Bayang matahari tak tampak lagi mengikutiku, agaknya matahari telah menggapai puncak. Sinarnya sungguh menyilaukan, terlebih saat ini aku sedang berjalan dengan teramat perlahan menuruni Bukit Pergasingan yang konon medannya nyaris menyerupai Gunung Rinjani.
“Mas Riyal, kok bisa sih jalannya cepat begitu? Ini medannya terjal luar biasa!”
Pria berusia 19 tahun itu mengedipkan mata dengan jenaka seraya menolong kami -para wanita penuh rasa takut- menuruni bukit terjal ini. Melihat penampilannya saat itu aku diliputi takjub. Berani-beraninya dia mendaki gunung hanya dengan mengenakan sandal Swallow!
“Ayo semangat Mbak Zahra. Mamak saya memasak banyak sekali masakan khas Sembalun untuk makan siang. Mbak lapar bukan? Ayok semangat turun!”

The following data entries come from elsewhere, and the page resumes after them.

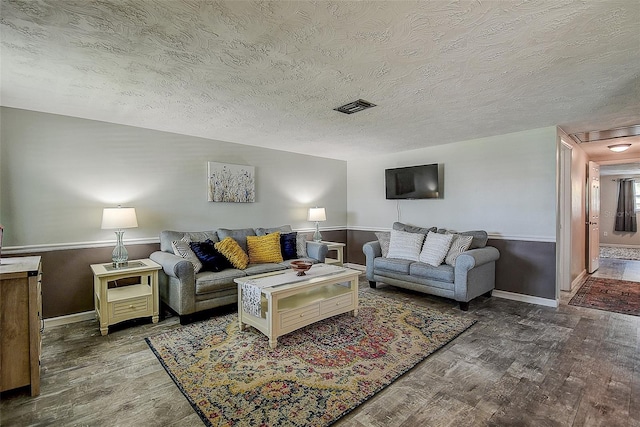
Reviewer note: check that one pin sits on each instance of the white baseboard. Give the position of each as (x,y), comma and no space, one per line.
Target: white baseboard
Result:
(525,298)
(70,318)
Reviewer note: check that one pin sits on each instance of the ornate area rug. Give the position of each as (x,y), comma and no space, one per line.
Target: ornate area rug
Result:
(618,296)
(316,374)
(619,252)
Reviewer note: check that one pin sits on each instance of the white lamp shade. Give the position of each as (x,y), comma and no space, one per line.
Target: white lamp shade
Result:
(317,214)
(119,218)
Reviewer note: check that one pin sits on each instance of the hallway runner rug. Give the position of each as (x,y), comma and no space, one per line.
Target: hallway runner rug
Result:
(618,296)
(315,375)
(619,252)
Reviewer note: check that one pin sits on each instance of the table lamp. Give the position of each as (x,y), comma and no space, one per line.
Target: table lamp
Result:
(119,218)
(317,214)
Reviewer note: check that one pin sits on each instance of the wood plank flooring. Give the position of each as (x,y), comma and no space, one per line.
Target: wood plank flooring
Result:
(520,365)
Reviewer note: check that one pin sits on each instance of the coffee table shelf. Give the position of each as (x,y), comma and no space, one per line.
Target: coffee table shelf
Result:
(287,306)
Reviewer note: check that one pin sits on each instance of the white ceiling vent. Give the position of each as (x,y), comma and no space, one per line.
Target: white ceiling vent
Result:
(355,106)
(603,135)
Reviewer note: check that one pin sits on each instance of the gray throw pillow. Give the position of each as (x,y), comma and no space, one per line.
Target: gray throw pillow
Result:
(435,249)
(384,237)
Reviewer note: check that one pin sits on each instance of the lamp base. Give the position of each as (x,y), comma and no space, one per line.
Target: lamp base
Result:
(317,237)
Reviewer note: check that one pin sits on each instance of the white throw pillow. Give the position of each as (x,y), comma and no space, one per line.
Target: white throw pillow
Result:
(183,249)
(403,245)
(459,244)
(436,246)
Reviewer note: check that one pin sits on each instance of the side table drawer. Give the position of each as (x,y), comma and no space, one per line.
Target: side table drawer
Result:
(133,306)
(291,320)
(339,303)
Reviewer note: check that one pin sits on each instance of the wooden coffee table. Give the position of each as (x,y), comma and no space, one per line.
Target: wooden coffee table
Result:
(289,302)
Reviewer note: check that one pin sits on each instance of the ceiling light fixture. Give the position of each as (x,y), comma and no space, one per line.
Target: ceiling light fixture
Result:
(618,148)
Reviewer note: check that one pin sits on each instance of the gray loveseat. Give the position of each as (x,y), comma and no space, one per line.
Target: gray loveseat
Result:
(187,292)
(472,275)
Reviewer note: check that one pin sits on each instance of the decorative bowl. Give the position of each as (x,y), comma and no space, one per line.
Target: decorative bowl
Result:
(301,267)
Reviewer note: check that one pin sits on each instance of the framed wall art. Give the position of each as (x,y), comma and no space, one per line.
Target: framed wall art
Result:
(230,183)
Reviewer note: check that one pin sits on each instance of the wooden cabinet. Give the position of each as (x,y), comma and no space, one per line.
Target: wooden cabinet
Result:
(20,323)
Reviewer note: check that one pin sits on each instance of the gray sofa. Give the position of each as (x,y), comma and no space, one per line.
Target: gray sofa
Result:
(187,292)
(472,275)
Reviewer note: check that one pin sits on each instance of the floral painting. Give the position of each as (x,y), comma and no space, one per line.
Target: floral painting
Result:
(231,183)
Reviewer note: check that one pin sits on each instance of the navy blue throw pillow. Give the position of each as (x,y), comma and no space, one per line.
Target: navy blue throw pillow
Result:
(288,245)
(209,256)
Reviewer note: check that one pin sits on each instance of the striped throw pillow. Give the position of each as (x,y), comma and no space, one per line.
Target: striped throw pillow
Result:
(403,245)
(435,249)
(459,244)
(264,249)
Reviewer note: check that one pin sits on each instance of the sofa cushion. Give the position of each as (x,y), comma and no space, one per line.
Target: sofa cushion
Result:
(394,265)
(209,256)
(239,235)
(288,242)
(435,249)
(412,229)
(264,249)
(183,249)
(384,239)
(209,281)
(459,244)
(405,245)
(233,252)
(282,229)
(443,272)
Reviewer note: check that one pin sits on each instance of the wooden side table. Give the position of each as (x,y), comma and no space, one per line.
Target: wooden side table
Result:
(20,323)
(135,296)
(338,247)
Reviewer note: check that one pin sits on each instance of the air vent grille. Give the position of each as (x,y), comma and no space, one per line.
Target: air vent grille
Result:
(355,106)
(602,135)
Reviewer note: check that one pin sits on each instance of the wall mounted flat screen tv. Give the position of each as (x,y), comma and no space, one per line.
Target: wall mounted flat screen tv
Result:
(415,182)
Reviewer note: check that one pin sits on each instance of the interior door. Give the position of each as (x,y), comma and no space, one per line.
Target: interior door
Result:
(593,218)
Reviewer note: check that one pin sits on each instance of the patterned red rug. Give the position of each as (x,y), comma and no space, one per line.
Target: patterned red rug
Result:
(618,296)
(316,374)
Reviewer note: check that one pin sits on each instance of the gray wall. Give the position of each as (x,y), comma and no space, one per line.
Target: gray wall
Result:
(57,173)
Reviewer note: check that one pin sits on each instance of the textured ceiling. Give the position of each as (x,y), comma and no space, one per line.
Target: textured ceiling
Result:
(270,73)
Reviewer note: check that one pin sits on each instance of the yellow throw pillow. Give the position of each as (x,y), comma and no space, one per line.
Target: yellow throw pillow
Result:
(233,252)
(264,249)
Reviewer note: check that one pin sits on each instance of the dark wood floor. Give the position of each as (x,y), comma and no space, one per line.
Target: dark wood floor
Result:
(520,365)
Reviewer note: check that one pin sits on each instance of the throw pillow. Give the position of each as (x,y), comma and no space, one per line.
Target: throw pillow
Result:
(211,259)
(384,239)
(288,245)
(182,249)
(459,244)
(301,245)
(233,252)
(435,249)
(404,245)
(264,249)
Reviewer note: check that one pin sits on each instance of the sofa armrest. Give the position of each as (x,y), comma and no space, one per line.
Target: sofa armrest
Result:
(474,273)
(317,250)
(175,266)
(371,251)
(476,257)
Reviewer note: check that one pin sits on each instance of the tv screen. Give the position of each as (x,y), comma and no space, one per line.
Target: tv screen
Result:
(414,182)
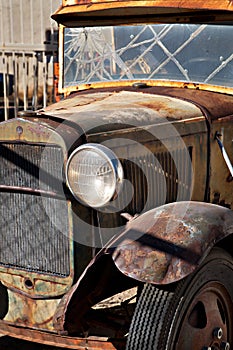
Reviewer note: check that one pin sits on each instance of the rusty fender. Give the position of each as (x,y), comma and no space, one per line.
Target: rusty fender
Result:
(166,244)
(160,246)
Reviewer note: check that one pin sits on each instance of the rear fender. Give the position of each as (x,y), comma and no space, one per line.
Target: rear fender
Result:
(167,243)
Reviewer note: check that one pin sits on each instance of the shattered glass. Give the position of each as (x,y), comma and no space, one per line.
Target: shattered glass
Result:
(177,52)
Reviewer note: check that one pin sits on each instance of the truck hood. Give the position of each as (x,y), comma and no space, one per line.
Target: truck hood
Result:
(100,112)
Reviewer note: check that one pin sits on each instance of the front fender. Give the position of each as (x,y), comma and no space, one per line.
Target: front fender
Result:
(167,243)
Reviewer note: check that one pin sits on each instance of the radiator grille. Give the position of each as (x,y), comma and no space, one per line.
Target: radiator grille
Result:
(34,229)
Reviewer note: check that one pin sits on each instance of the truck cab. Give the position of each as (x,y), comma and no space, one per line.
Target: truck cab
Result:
(116,202)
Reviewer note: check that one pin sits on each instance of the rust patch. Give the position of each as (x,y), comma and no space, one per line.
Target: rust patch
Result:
(166,244)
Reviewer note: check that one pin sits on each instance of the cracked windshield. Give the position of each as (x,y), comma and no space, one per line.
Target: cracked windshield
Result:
(178,52)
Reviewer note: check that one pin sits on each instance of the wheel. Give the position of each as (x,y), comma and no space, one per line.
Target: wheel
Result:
(196,315)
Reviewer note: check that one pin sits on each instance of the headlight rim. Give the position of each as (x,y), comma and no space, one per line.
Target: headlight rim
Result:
(111,159)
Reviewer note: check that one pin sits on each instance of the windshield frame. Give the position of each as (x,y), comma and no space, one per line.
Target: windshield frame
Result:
(152,82)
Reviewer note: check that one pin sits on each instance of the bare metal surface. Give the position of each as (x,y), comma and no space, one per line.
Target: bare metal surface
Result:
(98,12)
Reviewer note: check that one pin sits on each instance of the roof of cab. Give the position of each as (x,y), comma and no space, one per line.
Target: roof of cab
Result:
(78,13)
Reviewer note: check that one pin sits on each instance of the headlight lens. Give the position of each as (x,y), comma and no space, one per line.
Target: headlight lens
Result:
(94,174)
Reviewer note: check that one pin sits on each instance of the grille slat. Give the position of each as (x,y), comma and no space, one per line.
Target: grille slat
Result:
(34,229)
(158,179)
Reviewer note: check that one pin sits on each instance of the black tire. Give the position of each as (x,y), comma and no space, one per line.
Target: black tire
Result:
(185,318)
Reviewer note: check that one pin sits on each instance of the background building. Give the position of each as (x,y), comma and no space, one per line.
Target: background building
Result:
(28,55)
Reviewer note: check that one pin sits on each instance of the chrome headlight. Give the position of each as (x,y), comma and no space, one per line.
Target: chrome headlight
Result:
(94,174)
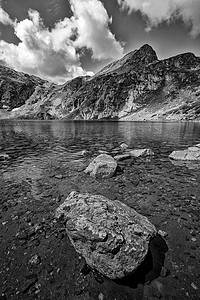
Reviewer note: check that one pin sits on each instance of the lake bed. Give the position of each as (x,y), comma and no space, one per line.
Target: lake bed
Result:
(46,162)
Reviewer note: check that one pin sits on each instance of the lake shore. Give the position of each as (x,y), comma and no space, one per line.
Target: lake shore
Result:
(38,260)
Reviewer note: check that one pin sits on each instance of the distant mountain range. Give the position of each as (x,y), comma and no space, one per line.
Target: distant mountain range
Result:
(137,87)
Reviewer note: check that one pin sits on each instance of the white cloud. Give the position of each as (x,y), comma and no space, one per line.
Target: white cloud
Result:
(4,18)
(52,54)
(92,22)
(158,11)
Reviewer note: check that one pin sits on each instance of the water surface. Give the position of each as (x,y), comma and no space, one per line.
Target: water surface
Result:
(34,145)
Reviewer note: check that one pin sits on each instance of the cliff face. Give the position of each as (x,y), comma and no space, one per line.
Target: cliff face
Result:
(16,87)
(136,87)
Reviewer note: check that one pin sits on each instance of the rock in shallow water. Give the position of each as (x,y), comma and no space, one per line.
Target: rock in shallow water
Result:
(103,166)
(192,153)
(141,152)
(112,237)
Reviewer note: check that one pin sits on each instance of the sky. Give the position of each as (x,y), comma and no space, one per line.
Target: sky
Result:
(61,39)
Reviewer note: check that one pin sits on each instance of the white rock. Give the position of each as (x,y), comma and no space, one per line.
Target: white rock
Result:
(141,152)
(112,237)
(103,166)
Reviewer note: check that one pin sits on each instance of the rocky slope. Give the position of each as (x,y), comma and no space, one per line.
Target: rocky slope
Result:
(16,88)
(136,87)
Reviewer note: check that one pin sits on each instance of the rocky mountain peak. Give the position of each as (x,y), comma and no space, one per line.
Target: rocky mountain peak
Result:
(132,60)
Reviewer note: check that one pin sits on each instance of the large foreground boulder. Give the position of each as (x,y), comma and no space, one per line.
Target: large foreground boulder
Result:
(112,237)
(192,153)
(103,166)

Aku meringis. Mendengar masakan perutku jadi keroncong luar biasa. Tadi aku makan pagi jam 4 subuh sebab harus segera mendaki Pergasingan. Selama pendakian, aku hanya minum air putih. Belum lagi dengan tenaga yang dikeluarkan untuk mendaki, cacing di perutku semakin meronta-ronta untuk diberi makan.
Masakan khas Sembalun |
Syukurlah, kami semua sudah tiba kembali di Desa Sembalun. Kami segera melaju menuju rumah Mas Riyal, dan di sana sang Ibu menyambut kami dengan senyuman yang teramat hangat.

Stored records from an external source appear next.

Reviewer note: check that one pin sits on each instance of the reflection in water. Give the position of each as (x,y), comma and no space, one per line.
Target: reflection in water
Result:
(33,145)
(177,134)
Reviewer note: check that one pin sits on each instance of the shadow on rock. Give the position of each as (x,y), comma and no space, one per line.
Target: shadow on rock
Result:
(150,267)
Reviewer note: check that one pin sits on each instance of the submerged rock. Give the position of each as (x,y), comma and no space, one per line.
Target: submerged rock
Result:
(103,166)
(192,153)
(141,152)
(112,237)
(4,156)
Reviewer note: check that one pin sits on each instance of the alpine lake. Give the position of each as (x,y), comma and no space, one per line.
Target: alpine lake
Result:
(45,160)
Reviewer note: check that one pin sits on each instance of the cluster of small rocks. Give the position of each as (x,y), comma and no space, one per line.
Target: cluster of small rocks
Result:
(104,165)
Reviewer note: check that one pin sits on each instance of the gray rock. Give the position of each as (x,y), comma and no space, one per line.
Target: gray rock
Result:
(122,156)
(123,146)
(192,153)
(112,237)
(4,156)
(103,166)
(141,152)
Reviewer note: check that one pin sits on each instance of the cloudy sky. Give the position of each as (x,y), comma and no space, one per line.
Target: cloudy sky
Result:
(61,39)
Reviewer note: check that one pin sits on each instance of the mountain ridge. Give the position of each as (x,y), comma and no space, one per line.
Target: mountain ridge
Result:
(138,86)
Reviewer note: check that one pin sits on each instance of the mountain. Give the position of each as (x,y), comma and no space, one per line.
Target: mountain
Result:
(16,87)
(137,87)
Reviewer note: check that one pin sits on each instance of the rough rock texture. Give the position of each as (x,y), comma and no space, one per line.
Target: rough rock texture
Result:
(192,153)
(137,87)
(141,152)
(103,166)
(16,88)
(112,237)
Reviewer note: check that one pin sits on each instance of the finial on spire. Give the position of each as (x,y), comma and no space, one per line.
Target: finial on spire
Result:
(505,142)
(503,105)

“Silakan masuk Mba, Mas. Sudah capek mendaki yang paling enak adalah istirahat, minum dan makan.”
Teh dan kopi segera dihidangkan setibanya kami di rumah Mas Riyal. Kami duduk lelesan. Duh! Nikmat sekali rasanya dapat berselonjor. Ini seakan memberi rehat pada kaki yang telah bekerja keras pagi ini.
Kopi yang dihidangkan bukanlah kopi biasa. Ini adalah kopi khas Sembalun. Sayang seribu sayang, aku tidak mencicipinya sebab aku tidak begitu menyukai kopi pahit. Aku juga tidak mengerti bagaimana perbedaan rasa kopi pahit. Namun menurut teman-teman yang mencoba, rasanya enak dan khas.
Masakan yang dihidangkan ada enam jenis dan semuanya adalah khas Sembalun. Aku menelan ludah, dari aroma dan penampilannya saja sudah sangat menggairahkan. Keenam masakan itu adalah Banteng Ngangaq, Apes, Kelak Batih, Kelak Sin, Ikan Beloh dan Suberang. Nama-nama yang unik, bukan?
Banteng Ngangaq. Foto oleh Dee An |
Apes |
Banteng Ngangaq dibuat dengan bahan dasar Ikan Teri dan Cabe Hijau. Ini adalah masakan yang paling pedas di antara semuanya. Saking pedasnya, aku nobatkan Banteng Ngangaq sebagai masakan favoritku selama di Desa Sembalun.
Kelak Batih |
Kelak Sin |
Kelak Batih. Masakan ini berbahan dasar kacang merah dan daun balung adang. Lucunya, kacang merah dalam bahasa sembalun disebut buncis. Nah lho, bukan buncis yang hijau panjang itu ya 😁 Sedangkan daun balung adang adalah bahasa lokal untuk daun ubi kayu. Mas Riyal bilang, jika sulit menemukan daun balung adang, bisa diganti dengan daun singkong.
Kelak Sin adalah sayur bening yang berisi bayam dan labu siam.
Suberang |
Ikan Beloh |
Suberang serupa dengan kering kentang atau biasa disebut dengan mustofa.
Porsi Makanku |
“Masya Allah, Alhamdulillah… Rasanya enak sekali. Terima kasih Ibu…”
Aku tak henti-hentinya memuji masakan Ibunda Mas Riyal. Rasanya enak, pedas, gurih dan sampai membuatku menambah lauk sebanyak tiga kali. Semakin nikmat dengan hadirnya nasi merah asli sembalun yang dalam bahasa lokal disebut beaq ganggas.
Perut sudah kenyang dan tenagaku terisi kembali. Hari ini aku benar-benar menghirup aroma keindahan dan kenikmatan Desa Sembalun, desa indah yang terletak di kaki Gunung Rinjani. Keenam masakan itu, mungkin tak banyak dikenal oleh khalayak ramai. Maka, berkesempatan untuk mencicipi masakan khas Sembalun langsung di tanah Sembalun adalah sebuah pengalaman yang takkan pernah lupa. Sungguh mengesankan.